That Summer in Paris: una mirada, desde el cariño, a la soledad queer.
La última edición del Festival Internacional de Cine de Bogotá se llevó a cabo del 9 al 15 de Octubre de 2025. Durante esa semana, tuve la oportunidad de participar en un taller de crítica cinematográfica en el marco del BIFF BANG! y, también, de integrar el jurado que debía otorgar el premio de la juventud. En mi primer día, después de reclamar la acreditación, la primera actividad era una charla abierta, que llevaba por nombre “Migrar y Crear”: en ella, los cineastas Emanuel Rojas, Jerónimo Atehortúa y Juan Sebastián Quebrada conversaban con el periodista Santiago Rivas en torno a la representación y los efectos de la migración en el cine. No hago mención a este evento simplemente por contar la anécdota, sino porque me resulta inevitable pensar en ello al hablar de Le rendez-vous de l’été (que se tradujo al inglés como That Summer in Paris), el primer largometraje de la directora Valentine Cadic. En él, seguimos las desventuras de Blandine, una mujer que decide ir desde Normandía hacia París en medio de la celebración de los Juegos Olímpicos de 2024: es decir que la historia no se centra en una migración, pues la protagonista ejerce un viaje vacacional de apenas una semana dentro de su mismo país; sin embargo, el escenario permite que la directora haga uso de múltiples herramientas para mostrarnos la incomodidad que llega a sentir Blandine, quien se autopercibe como xenos en una ciudad convulsa, junto con la inevitable alienación que esto conlleva.
That Summer in Paris era la primera película que teníamos asignada dentro de diez visionados obligatorios —todos los de la sección “Espíritu Joven”— y fue sobre la cual escribí mi primera crítica en el taller. Hubo varias razones que me motivaron a hacerlo: primero, que no muchos de mis colegas iban a elegirla —aunque el intento de ser única y diferente me duró poco: tiempo después, cada asistente tuvo que escribir sobre esta cinta en particular, por petición del tallerista— y, segundo, porque me pareció que arrojaba una nueva luz sobre la representación que suele darse, en el cine, de la soledad en personajes LGBTIQ+. Para ser honesto, en una primera versión de este texto contaba que había logrado percibir un montón cosas que, a lo mejor, ni siquiera estaban presentes en el filme: por fortuna, dicho espacio me permitió reevaluar lo que había escrito (y visto) con base en otras perspectivas (y otros textos). En este sentido, lo único que todavía sostengo es que su abordaje cariñoso de la soledad queer constituye, para mí, lo más significativo de la cinta. A continuación, quiero detallar cómo esta mirada se hace presente en el metraje, el porqué me parece importante señalarla y, para el cierre, plantear tanto una objeción como una nueva posibilidad.

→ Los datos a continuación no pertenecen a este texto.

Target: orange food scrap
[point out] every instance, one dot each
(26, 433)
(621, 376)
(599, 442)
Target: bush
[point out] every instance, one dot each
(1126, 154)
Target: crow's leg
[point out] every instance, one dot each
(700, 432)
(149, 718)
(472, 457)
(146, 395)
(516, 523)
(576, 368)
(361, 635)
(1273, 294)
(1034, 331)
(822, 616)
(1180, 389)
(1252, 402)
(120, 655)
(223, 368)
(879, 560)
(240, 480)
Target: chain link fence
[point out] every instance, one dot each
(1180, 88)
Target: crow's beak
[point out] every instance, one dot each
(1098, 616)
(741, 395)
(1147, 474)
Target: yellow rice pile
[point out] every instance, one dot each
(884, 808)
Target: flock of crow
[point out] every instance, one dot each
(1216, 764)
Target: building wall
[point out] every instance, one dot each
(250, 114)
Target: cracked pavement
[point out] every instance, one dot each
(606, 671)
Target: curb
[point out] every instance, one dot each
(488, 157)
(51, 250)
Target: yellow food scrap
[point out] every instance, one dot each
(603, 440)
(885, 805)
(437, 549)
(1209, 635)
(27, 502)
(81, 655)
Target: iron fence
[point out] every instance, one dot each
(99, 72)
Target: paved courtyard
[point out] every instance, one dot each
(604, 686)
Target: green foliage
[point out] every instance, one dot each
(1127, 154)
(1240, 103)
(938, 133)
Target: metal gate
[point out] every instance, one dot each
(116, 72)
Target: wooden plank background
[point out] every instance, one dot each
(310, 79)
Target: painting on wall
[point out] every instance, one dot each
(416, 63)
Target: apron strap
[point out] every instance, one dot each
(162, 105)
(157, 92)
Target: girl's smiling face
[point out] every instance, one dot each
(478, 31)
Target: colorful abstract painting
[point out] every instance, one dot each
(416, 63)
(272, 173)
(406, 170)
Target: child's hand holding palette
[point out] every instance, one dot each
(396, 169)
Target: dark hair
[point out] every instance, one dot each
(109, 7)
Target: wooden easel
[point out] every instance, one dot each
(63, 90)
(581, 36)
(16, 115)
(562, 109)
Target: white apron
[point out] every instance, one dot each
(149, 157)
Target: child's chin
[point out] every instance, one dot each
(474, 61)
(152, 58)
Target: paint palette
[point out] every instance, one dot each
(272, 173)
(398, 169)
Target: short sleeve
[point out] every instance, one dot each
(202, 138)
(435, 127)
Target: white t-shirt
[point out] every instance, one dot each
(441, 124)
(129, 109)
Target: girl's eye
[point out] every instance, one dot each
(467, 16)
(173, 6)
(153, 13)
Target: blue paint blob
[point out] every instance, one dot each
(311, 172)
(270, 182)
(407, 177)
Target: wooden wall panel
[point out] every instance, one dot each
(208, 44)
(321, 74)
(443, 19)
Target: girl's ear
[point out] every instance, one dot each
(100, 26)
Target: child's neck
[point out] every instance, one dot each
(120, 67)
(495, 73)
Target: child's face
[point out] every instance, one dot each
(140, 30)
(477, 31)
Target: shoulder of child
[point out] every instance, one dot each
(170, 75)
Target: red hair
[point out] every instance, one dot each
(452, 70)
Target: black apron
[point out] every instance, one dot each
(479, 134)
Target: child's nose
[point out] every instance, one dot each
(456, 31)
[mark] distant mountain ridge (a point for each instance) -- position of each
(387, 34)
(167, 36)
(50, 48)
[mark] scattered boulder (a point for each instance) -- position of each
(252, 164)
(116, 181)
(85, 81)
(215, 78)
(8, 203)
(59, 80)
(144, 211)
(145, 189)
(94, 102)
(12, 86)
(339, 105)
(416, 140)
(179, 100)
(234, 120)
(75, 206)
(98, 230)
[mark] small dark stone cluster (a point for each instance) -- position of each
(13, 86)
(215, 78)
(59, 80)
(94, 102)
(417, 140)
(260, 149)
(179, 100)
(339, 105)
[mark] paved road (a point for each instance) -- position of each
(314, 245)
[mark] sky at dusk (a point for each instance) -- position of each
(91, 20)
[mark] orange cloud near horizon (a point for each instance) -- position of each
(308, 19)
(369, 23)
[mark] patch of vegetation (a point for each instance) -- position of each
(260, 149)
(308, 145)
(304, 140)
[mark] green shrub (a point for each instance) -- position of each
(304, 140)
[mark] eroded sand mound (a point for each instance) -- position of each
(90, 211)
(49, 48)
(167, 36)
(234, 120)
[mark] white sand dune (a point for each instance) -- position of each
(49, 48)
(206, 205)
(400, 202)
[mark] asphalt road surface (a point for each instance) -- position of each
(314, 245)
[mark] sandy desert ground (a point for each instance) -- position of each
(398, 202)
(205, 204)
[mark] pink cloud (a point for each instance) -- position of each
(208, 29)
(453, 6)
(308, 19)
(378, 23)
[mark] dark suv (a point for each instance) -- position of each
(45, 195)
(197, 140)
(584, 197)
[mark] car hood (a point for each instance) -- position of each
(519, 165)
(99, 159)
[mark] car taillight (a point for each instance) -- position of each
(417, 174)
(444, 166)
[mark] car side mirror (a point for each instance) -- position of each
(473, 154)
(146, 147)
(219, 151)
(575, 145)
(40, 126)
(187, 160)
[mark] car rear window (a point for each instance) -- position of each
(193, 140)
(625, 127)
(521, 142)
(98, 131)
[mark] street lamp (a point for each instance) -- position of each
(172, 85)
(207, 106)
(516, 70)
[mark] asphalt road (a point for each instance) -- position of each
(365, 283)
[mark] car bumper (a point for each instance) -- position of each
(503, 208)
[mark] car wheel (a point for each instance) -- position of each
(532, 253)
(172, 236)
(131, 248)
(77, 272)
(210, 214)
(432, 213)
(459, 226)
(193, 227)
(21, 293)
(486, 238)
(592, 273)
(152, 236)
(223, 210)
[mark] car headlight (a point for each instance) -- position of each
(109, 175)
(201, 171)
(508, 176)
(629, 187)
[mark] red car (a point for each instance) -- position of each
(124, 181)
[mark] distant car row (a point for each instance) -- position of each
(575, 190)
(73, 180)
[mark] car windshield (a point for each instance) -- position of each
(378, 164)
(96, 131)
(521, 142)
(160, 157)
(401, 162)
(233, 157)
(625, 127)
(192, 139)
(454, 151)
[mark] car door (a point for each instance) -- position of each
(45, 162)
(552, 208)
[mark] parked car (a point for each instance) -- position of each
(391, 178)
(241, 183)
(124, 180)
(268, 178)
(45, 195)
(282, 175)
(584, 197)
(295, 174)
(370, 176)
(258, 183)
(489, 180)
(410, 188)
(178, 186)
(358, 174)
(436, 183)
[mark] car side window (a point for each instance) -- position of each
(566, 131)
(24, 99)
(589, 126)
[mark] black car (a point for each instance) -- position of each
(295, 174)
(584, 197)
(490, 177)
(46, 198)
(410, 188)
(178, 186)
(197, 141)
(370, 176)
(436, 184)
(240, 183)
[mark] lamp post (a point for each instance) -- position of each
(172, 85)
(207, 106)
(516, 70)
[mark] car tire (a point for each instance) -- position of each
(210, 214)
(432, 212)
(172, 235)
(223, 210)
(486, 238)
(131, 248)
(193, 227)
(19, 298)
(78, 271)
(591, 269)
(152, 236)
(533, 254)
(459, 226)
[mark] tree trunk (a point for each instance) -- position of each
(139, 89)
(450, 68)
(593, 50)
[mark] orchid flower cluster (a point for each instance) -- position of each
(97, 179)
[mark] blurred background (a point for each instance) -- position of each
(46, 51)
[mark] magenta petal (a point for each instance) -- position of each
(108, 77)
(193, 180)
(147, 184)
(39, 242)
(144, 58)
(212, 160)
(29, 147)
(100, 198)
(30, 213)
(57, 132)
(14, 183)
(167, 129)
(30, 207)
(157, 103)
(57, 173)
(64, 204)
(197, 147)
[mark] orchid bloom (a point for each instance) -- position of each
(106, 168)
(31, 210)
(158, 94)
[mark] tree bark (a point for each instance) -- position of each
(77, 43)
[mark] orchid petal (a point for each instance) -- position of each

El primer plano de la película nos sitúa a orillas de una calle; en el extremo opuesto, Blandine (interpretada por Blandine Madec) se encuentra hablando por teléfono. Desde allí, la cámara se acerca despacio hacia ella con un zoom. Apenas en sus primeros segundos, el filme anticipa lo que sucederá con su protagonista durante el resto del metraje: pasará de verse minúscula en medio del caos parisino a recobrar, de manera progresiva, su espacio en el mundo y también su agencia. Por supuesto, todo esto es ante nuestra percepción como espectadores, ya que Blandine se nos da a conocer mediante una serie de interacciones desafortunadas: primero, es rechazada de manera abrupta para entrar a ver los juegos olímpicos por cargar con una maleta muy grande y, luego, le notifican que debe irse del albergue donde se está hospedando por haber sobrepasado el límite de edad la noche anterior. Sin embargo, es posible que Blandine no se perciba a sí misma como una mujer tan pequeña: de tal forma, mientras continúa afrontando escenarios cada vez más bochornosos, el filme nos empieza a dibujar, poco a poco, un personaje complejo que asume su apariencia noble e ingenua como un atributo que va de la mano con su entereza.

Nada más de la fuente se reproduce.